Peter SSenyimba, the deputy head teacher of King’s College Budo, speaks to fellow head teachers, students and Nile Breweries staff during the Equality Scholarship awarding ceremony at the company premises in Luzira last week. Looking on is Onapito Ekomoloit, the NBL legal and corporate affairs director, Sophie Kituyi, a beneficiary and Paul Alibundi (Right), headmaster of Seeta High main campus. PHOTO BY ISAAC SSEJOMBWE

Sofie Kituyi was just an ordinary needy school-going child in Kamuli District when she was enrolled on the Equity Scholarship Programme.
“I’m so grateful. I was picked from Kamuli District and given scholastic materials and full tuition until I completed Senior Four. I excelled and continued receiving school fees until I completed Senior Six at Nabisunsa Girls School, in Kampala,” she said.

For Godfrey Mucunguzi, his dream of becoming a journalist may have remained a mirage. “I’m now in my second year at Makerere University pursuing a Bachelor of Journalism and Mass Communication. I was determined not to let my sponsors down. That is why I put in a lot of effort. I received the scholarship while in Primary Seven and it helped me throughout my O-Level at Kings College, Budo and my A-Level at Namirembe Hillside where I scored 17 points in History Economics and Geography,” he said.
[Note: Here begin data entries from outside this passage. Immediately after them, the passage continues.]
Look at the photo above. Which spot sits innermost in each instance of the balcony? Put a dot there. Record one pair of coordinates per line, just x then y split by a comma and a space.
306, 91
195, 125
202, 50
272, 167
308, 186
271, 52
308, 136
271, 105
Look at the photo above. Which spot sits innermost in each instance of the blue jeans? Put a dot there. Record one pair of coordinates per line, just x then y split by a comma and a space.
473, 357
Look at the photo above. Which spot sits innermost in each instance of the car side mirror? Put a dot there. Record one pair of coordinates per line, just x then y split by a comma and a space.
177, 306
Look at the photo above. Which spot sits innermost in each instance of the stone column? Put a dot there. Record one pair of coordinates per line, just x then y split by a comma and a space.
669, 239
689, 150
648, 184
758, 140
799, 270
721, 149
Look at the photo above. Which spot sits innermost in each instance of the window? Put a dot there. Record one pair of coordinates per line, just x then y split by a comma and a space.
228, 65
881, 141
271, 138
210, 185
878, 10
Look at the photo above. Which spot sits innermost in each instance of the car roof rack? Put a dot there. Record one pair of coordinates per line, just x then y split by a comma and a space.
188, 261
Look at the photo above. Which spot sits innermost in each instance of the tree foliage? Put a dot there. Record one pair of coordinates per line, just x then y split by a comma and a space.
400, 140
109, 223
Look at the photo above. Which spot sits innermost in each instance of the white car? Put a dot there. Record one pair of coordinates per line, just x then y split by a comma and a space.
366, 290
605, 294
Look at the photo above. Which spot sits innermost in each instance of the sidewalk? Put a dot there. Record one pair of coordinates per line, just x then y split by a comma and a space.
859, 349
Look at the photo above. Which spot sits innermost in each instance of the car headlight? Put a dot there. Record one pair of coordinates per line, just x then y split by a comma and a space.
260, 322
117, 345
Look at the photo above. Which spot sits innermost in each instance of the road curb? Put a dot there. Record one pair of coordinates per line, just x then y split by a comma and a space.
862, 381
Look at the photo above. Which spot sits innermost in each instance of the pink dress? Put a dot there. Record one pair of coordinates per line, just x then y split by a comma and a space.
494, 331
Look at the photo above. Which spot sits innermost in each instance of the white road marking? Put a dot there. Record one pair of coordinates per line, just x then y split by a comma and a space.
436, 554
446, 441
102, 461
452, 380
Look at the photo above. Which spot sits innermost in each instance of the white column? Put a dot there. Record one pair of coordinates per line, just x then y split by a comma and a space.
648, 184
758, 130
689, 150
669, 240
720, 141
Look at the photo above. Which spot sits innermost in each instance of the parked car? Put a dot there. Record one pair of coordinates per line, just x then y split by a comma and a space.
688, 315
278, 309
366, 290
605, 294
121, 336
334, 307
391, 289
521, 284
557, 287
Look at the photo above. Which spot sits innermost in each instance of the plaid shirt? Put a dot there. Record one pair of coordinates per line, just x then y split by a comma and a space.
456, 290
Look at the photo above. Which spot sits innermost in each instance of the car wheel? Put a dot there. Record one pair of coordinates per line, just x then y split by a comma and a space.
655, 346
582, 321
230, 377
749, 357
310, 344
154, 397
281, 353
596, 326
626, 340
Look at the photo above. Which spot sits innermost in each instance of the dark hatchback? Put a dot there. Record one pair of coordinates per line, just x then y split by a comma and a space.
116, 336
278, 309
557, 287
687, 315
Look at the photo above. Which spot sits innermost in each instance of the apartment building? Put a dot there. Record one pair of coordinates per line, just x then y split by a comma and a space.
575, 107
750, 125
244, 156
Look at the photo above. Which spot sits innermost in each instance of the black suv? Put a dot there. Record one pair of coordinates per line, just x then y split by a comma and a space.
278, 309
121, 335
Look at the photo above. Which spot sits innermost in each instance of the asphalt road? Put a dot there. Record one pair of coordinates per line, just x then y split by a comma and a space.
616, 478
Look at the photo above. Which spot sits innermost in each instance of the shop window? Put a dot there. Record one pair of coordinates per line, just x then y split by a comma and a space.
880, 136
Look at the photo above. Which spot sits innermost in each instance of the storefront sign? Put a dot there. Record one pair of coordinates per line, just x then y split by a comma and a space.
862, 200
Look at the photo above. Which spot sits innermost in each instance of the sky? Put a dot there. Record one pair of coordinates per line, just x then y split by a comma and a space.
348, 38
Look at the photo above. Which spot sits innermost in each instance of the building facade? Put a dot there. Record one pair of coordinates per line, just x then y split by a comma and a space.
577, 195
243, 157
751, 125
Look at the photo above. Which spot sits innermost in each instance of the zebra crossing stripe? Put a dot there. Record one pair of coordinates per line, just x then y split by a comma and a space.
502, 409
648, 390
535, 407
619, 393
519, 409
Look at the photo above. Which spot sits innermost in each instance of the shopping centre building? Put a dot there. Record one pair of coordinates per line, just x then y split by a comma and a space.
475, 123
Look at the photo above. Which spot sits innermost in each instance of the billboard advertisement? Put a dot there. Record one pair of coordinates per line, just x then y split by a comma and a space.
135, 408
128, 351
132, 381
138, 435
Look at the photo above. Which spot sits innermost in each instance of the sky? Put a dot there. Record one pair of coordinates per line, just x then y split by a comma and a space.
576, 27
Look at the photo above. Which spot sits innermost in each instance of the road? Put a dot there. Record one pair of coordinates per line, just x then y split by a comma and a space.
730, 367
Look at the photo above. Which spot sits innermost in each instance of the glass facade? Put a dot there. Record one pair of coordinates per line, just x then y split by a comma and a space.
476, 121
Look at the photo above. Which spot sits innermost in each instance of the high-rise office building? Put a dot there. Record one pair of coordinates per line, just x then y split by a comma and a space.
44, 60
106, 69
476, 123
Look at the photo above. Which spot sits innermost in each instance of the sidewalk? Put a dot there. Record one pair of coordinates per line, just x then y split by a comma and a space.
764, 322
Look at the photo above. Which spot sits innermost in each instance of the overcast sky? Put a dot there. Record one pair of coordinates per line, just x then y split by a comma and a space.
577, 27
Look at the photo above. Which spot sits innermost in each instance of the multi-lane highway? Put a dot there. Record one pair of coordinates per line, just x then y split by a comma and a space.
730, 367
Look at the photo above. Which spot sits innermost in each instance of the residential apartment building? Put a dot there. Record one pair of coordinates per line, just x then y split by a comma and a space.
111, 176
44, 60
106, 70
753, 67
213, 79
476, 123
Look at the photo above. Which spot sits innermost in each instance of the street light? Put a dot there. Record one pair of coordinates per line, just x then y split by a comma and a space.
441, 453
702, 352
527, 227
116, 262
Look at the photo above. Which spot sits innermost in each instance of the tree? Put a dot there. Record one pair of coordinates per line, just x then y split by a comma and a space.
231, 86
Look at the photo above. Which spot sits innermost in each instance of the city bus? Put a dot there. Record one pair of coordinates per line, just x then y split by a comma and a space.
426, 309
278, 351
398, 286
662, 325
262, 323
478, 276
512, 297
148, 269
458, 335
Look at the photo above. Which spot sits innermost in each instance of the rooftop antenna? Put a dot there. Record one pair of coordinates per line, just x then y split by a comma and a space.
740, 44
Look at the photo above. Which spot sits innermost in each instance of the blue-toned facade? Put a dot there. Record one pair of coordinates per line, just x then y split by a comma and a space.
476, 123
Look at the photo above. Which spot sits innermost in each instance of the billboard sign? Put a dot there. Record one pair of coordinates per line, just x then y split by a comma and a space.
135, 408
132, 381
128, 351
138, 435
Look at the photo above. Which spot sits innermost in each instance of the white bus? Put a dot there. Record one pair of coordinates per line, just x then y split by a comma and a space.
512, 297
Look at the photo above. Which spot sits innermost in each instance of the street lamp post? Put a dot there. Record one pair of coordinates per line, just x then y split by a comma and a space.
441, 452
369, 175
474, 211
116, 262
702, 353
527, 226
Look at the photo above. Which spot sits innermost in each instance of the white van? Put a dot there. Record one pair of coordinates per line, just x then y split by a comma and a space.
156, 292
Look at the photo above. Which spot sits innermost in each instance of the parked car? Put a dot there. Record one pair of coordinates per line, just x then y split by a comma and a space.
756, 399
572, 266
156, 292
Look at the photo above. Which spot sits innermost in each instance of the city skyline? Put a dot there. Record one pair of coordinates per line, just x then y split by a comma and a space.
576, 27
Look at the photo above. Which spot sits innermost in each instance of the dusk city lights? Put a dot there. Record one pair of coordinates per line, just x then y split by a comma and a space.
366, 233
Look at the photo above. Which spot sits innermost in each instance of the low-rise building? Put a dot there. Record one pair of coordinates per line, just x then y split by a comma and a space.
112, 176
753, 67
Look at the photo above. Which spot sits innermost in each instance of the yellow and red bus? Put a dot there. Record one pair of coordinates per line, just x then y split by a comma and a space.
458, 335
Just like Kituyi and Mucunguzi, more than 100 students are going to benefit from this year’s Equality Scholarship programme. The students comprise 42 secondary school students, 20 university students and 45 orphans who lost their parents in the July 11, 2010 twin bombings.
The students are supported from Senior One until they complete university, with the currently enrolled students costing Nile Breweries Limited, the brain behind the programme, approximately Shs2b to compete their undergraduate studies.

The money given is meant to go towards the 2019 school fees and welfare expenses for the 102 beneficiaries.

While handing over dummy cheques of Shs303m to some of the beneficiaries at their head offices in Luzira last week, Onapito Ekomoloit, the legal and corporate affairs director at NBL, said this is one of the ways through which the company is giving back to the community.
“Some of the Ugandans who died in the 2010 bombings had children. In the struggle to see that those children also get education, we signed an agreement to help those orphans by paying their school fees,” he said.
On how they authenticate these orphans, Ekomoloit said they employ the help of police who use forensics to identify whether the beneficiaries are indeed orphans of the deceased.

Growing numbers
The annual scholarship programme has since 2011 benefited the best PLE performing pupils in selected districts, largely in areas that grow sorghum and barley for NBL.

The selected pupils are enrolled in Ugandan secondary schools, thus breaking the financial barrier between poor rural farmers’ children and their counterparts from priviledged urban families.

The scholarships have helped to educate gifted students from vulnerable backgrounds with 30 already at the university.